Alaska Fisheries Sonar

Sheenjek River
Sonar Tools

Sonar Tools


The Alaska Department of Fish and Game has used the Sheenjek River sonar project to provide daily chum salmon estimates since 1980. ADF&G began sonar operations on the Sheenjek River using Bendix sonar, but has been using DIDSON since 2005.

Each summer sonar site technicians submerge two DIDSON units—one approximately 30 feet from the right bank and a second just off the left bank—and aim them towards the middle of the river. Between the right bank and right bank transducer technicians install a fish lead made of chain-link fence to prevent salmon from swimming behind the transducer where they cannot be detected. Due to deep water and floating debris a fish lead cannot be installed behind the left bank transducer. Instead, the left bank transducer is placed close to shore, where submerged debris and fallen clumps of riverbank block salmon from swimming behind it.

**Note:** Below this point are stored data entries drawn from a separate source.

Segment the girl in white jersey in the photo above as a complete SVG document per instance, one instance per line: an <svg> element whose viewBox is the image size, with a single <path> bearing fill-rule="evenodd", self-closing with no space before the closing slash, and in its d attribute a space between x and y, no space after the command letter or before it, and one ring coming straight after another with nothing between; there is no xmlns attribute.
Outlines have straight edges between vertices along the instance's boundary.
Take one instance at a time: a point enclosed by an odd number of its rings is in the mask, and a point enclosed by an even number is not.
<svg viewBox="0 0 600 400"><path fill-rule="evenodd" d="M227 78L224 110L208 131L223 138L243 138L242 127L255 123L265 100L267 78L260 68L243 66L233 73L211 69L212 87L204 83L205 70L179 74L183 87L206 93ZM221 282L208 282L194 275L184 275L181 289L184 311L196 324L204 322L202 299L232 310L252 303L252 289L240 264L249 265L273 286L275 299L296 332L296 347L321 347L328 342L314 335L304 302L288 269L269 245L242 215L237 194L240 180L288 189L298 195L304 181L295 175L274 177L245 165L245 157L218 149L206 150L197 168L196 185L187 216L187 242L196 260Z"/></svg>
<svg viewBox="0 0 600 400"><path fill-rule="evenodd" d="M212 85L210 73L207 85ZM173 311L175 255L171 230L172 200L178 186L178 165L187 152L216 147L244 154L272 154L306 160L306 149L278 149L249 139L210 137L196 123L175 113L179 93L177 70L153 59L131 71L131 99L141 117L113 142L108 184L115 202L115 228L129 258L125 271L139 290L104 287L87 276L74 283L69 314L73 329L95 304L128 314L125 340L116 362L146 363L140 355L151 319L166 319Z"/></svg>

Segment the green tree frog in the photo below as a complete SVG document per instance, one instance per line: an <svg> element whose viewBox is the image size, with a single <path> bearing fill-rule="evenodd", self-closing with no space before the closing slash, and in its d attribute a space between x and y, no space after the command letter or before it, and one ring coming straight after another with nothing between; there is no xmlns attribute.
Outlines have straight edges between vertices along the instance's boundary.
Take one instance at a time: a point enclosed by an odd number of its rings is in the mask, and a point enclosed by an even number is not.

Sonar is used to detect fish at a range of 32 feet from the steeply sloping left bank and at a range of 65 feet from the gradually sloping right bank. Chum salmon migrating past the Sheenjek sonar site swim close to shore. Along the right bank, 84 percent pass within the first 32 feet of the sonar counting range and along the left bank 95 percent pass within 26 feet of the sonar counting range.

Sonar site operations begin August 8 and end September 24, and both sonar systems operate 24 hours per day, seven days a week. Other species of salmon do not migrate past the Sheenjek sonar site during the field season and all sonar-detected fish are counted as chum salmon.